When you refinance your home the costs are around 1.5 %. So, if your principal is $300,000, you can estimate 1.5%, or $4,500, as the closing costs on a mortgage refinance. And if refinancing will lower your payment from $1,500 per month to $1,300 per month, you’ll save $200 per month, or $2,400 per year.
Many people consider refinancing in order to use some of the equity in the home to pay off debts or to improve the house (build a new deck, a new kitchen, a new bathroom etc.).
1. Mortgage application fee
This is the fee you pay to apply for a new mortgage. (When you refinance, you close out your current mortgage and open a new mortgage.) The application fee tends to be around $250 to $500.
2. Appraisal report
Most lenders will require a home appraisal to determine whether it has enough value (and you have enough equity) to qualify for the new mortgage. This can cost anywhere from $500 to $750, and the outcome of the appraisal can determine whether it’s smart to refinance or not.

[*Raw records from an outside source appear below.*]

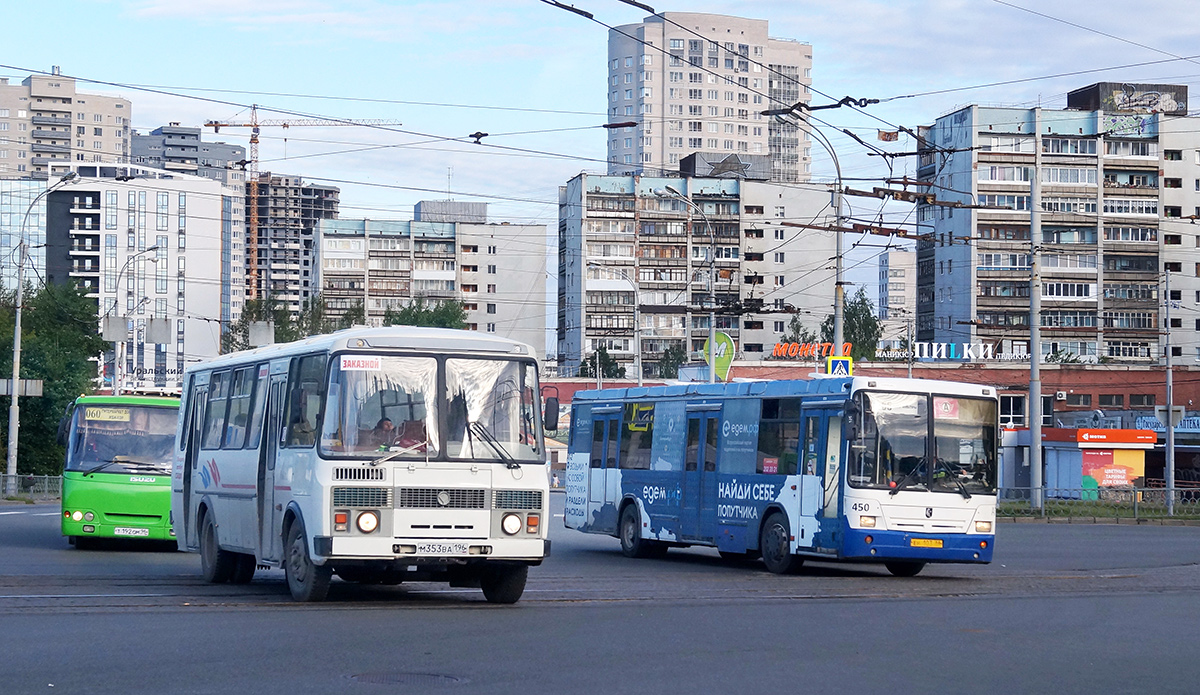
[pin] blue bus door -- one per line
(697, 519)
(603, 471)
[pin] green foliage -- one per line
(671, 360)
(447, 313)
(609, 366)
(859, 328)
(311, 319)
(59, 346)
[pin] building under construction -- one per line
(288, 210)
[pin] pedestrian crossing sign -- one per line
(840, 366)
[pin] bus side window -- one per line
(598, 443)
(305, 389)
(259, 407)
(240, 393)
(214, 420)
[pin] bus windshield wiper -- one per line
(481, 431)
(954, 477)
(905, 479)
(399, 451)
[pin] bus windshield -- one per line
(121, 439)
(924, 442)
(391, 406)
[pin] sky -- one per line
(534, 77)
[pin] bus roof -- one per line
(784, 388)
(395, 336)
(127, 400)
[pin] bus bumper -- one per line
(105, 529)
(415, 550)
(958, 547)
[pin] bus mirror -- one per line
(853, 420)
(64, 425)
(551, 417)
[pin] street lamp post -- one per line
(117, 343)
(712, 273)
(15, 407)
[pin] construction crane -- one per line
(252, 173)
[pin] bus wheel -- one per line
(631, 541)
(775, 544)
(244, 569)
(899, 568)
(503, 583)
(216, 564)
(306, 581)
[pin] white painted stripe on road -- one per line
(81, 595)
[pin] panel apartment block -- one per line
(700, 82)
(45, 124)
(627, 246)
(1119, 193)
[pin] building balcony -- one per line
(51, 121)
(51, 149)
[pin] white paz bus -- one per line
(379, 455)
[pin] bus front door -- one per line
(269, 543)
(604, 491)
(697, 519)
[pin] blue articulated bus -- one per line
(895, 471)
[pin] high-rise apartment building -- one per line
(45, 124)
(288, 211)
(1115, 181)
(498, 271)
(149, 245)
(697, 82)
(639, 263)
(897, 306)
(178, 148)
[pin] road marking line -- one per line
(81, 595)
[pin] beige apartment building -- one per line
(45, 124)
(697, 82)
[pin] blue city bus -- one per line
(895, 471)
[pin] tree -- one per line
(859, 328)
(59, 345)
(609, 365)
(671, 360)
(447, 313)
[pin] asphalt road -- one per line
(1063, 609)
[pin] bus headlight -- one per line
(367, 521)
(511, 523)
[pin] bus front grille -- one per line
(517, 499)
(358, 473)
(363, 497)
(441, 498)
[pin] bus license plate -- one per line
(442, 549)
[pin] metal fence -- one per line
(30, 486)
(1099, 503)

If the appraiser’s findings show that your home value dropped and the ratio of your loan-to-value is higher than your lender allows (typically 80%), you may have to put down cash to make up for it, or buy mortgage insurance.
3. Loan origination fee
The loan origination fee is typically about 1% of the total value of your loan. If you refinance a principal balance of $300,000, for example, your origination fee will be around $3,000.

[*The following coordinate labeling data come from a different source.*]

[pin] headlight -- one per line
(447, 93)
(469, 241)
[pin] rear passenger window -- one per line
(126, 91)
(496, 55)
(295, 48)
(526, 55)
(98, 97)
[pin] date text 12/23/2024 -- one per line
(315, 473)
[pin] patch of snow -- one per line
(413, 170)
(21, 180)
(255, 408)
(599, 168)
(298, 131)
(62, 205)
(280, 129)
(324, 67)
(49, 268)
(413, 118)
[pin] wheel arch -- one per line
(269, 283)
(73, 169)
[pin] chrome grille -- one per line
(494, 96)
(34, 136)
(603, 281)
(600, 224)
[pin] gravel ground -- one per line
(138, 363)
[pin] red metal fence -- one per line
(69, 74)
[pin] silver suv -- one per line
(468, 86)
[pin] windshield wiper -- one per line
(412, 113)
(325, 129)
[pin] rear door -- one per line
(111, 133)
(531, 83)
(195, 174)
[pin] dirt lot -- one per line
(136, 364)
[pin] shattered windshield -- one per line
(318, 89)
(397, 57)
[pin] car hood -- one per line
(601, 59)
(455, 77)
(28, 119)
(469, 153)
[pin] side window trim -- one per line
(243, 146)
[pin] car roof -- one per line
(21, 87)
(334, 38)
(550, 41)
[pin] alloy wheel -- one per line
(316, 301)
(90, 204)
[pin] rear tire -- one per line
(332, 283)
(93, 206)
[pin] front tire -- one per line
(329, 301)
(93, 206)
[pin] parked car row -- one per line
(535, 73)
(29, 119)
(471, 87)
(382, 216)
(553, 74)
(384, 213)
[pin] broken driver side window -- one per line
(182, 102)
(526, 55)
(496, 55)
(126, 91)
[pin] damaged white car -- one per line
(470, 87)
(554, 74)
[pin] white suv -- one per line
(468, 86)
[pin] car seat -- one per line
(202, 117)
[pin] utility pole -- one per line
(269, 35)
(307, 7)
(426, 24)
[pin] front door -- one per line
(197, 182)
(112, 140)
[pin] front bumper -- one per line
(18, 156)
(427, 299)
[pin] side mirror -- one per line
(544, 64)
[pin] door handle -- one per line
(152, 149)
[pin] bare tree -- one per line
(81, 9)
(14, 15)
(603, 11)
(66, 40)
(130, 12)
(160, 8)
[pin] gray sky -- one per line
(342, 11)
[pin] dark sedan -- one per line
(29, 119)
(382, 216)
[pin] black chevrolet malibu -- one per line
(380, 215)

4. Document preparation fee
Many lenders will charge you a document preparation fee that typically ranges from $200 to $500.
5. Flood certification
You may need to pay $50 to $150 for flood certification, which is mandatory in some areas.
6. Title search
Before your lender approves the refinance, they often require a title search, which costs from $200 to $400.
7. Title insurance
The lender and the homeowner might be expected to buy title insurance to guard against any problems or errors with the title transfer. This may amount to $400 to $800, though rates vary.
8. Recording fee
The county or city you live in may charge a recording fee for handling the paperwork, which may add another $25 to $250 to your total bill.

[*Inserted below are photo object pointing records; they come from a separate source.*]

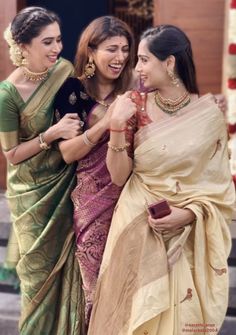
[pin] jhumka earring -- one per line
(173, 78)
(24, 61)
(89, 70)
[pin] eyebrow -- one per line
(50, 38)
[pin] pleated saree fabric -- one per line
(169, 284)
(42, 243)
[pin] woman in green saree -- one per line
(39, 182)
(171, 273)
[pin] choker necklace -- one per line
(171, 106)
(35, 76)
(103, 103)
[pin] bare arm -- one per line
(76, 148)
(67, 127)
(119, 164)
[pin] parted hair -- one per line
(30, 21)
(166, 40)
(94, 34)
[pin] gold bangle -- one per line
(43, 145)
(116, 148)
(87, 140)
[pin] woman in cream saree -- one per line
(169, 282)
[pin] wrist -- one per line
(51, 134)
(117, 124)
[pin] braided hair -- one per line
(166, 40)
(29, 23)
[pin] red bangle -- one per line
(118, 130)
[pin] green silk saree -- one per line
(41, 246)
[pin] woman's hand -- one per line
(69, 126)
(178, 218)
(122, 110)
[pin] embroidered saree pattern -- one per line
(156, 284)
(38, 192)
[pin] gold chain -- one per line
(171, 106)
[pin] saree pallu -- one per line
(38, 192)
(94, 199)
(176, 283)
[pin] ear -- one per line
(90, 52)
(170, 63)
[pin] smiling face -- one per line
(44, 49)
(152, 71)
(110, 57)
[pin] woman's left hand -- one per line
(178, 218)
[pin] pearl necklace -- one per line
(171, 106)
(35, 76)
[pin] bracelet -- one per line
(87, 140)
(118, 149)
(118, 130)
(43, 145)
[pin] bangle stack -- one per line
(116, 148)
(87, 140)
(43, 145)
(118, 130)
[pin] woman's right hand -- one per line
(69, 126)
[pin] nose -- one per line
(121, 55)
(137, 67)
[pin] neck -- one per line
(172, 92)
(105, 90)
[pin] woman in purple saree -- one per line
(103, 69)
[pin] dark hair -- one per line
(30, 21)
(166, 40)
(94, 34)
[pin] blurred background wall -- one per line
(202, 20)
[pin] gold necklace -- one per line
(35, 76)
(171, 106)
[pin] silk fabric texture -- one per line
(166, 284)
(42, 244)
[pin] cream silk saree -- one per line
(42, 244)
(170, 284)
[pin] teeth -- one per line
(116, 66)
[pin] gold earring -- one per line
(174, 79)
(24, 61)
(89, 70)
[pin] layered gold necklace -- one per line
(171, 106)
(35, 76)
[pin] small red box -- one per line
(159, 209)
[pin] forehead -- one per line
(115, 40)
(143, 48)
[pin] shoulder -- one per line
(66, 63)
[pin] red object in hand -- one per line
(159, 209)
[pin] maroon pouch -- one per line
(159, 209)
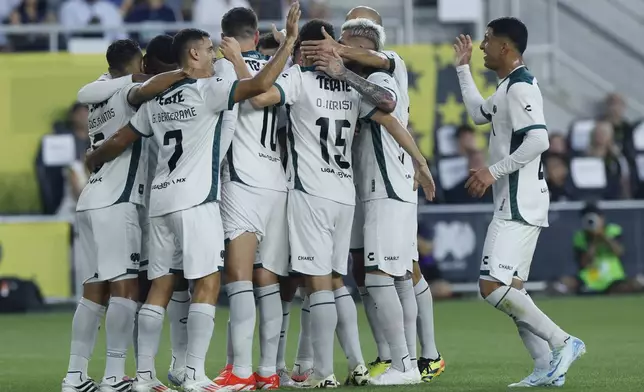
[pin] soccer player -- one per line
(323, 113)
(158, 58)
(183, 205)
(519, 136)
(430, 363)
(254, 217)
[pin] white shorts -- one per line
(389, 236)
(508, 250)
(357, 229)
(192, 240)
(246, 209)
(319, 233)
(109, 242)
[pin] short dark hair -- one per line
(267, 41)
(160, 47)
(121, 52)
(512, 29)
(183, 38)
(239, 22)
(312, 31)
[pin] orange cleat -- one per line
(267, 383)
(233, 383)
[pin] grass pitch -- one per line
(480, 345)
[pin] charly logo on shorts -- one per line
(453, 242)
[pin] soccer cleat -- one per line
(87, 386)
(285, 378)
(267, 383)
(396, 377)
(125, 385)
(154, 385)
(234, 383)
(358, 376)
(328, 382)
(431, 368)
(563, 357)
(299, 375)
(176, 376)
(538, 379)
(204, 385)
(378, 367)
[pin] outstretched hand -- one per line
(314, 49)
(331, 64)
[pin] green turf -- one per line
(480, 346)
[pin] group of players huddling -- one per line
(188, 179)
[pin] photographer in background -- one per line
(598, 253)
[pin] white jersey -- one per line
(383, 169)
(399, 70)
(122, 179)
(186, 122)
(254, 155)
(322, 117)
(516, 108)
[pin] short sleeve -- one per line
(219, 93)
(289, 85)
(140, 123)
(526, 107)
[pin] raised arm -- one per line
(379, 96)
(154, 86)
(422, 175)
(471, 96)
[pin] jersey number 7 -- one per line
(340, 141)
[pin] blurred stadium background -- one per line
(588, 59)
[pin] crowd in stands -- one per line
(114, 13)
(599, 158)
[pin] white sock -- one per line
(390, 317)
(201, 324)
(405, 290)
(526, 314)
(286, 321)
(270, 324)
(304, 356)
(425, 321)
(324, 320)
(178, 308)
(347, 328)
(119, 327)
(242, 326)
(376, 329)
(87, 320)
(150, 328)
(538, 348)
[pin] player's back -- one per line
(383, 169)
(320, 130)
(254, 157)
(122, 179)
(185, 122)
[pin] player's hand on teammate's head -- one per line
(313, 49)
(423, 178)
(229, 47)
(331, 64)
(293, 21)
(479, 181)
(462, 50)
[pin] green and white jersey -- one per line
(254, 156)
(383, 170)
(516, 108)
(185, 121)
(121, 180)
(322, 116)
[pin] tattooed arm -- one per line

Mortgage Points, also called discount points, are fees paid directly to the lender (financial institution) at closing in exchange for a reduced interest rate. This is also called buying down the rate which can lower your monthly mortgage payments. A point is equal to 1% of your mortgage amount (or $1,000 for every $100,000).
Use our free amortization calculator to determine how payments change as you change the interest rate and amount for the loan.
A mortgage broker may be someone to talk to before you make any deal with a bank because they may be able to get a lower interest rate for you. They will compare offers from many different sources and see which is best for you. The lender would pay their fees normally, so you should not worry about it.